Second, Revolocity has a fundamentally different relationship to reference data than standard analytics tools. Pipelines for Illumina and Ion Torrent data typically find variants by mapping reads to a reference ― essentially, matching reads to a pre-existing genome, and then spotting the differences. Complete Genomics uses an alternative approach it calls “local de novo,” where the reference is only used to match reads to a general area of the genome, in “buckets” of a couple thousand bases.
“The reference almost by definition is biased against structural variants,” says Reid. “It kind of presumes they don’t exist. So once we’ve sorted the reads by the reference, we throw the reference out.” Reads in the small, manageable “buckets” are then overlapped in a chain that spans their entire region, a small-scale version of the computationally demanding de novo sequencing that does the same thing across the whole genome.
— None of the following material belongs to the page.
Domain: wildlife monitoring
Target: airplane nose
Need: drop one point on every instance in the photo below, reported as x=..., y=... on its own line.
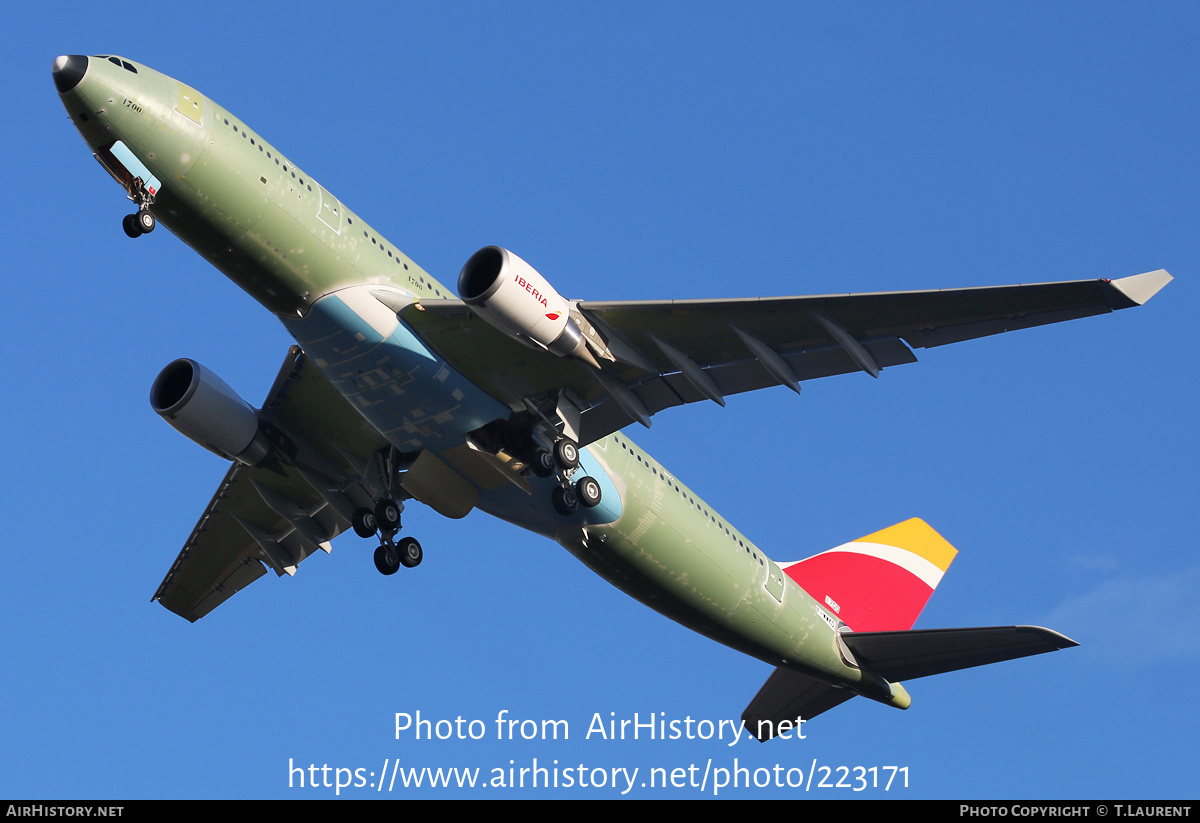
x=67, y=71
Local de novo sequencing is simple enough to do on a large scale, even with a huge number of very small reads, but doesn’t bias Revolocity toward agreeing with the reference. (Like all short-read sequencers, however, Revolocity is unable to capture very large structural variation.)
Clinical organizations might well find this appealing. As more attention is paid to structural variants, many are likely to prove pathogenic or otherwise clinically significant; it’s possible that these variants have a greater overall impact on health than SNPs, since they tend to cause larger changes to the structure of proteins. So far, however, structural variation is not well explored ― like many other aspects of clinical sequencing, recording these variants is largely a gamble on future knowledge.
Optimistically, Complete Genomics has identified a little more than 200 organizations worldwide who are potential customers for Revolocity, all covering very large, stable patient populations. Though a latecomer to the market as a products company, Complete Genomics may be coming in at the beginning of a shift toward high-scale clinical sequencing, and is trying to set itself apart as the only company fully catering to that market.
“We think that shift is underway right now,” says Reid. “More and more clinical organizations are interested in sequencing their patients, both to advance their healthcare, and also to continue to conduct clinical research.”
Meanwhile, in China, BGI recently released a lower-throughput sequencer based on Complete Genomics technology, for both clinical and more traditional research customers. Globally, genomics is a large and growing enterprise, and the markets that seem well-defined today may be only a small slice of the opportunity for DNA sequencing in the future.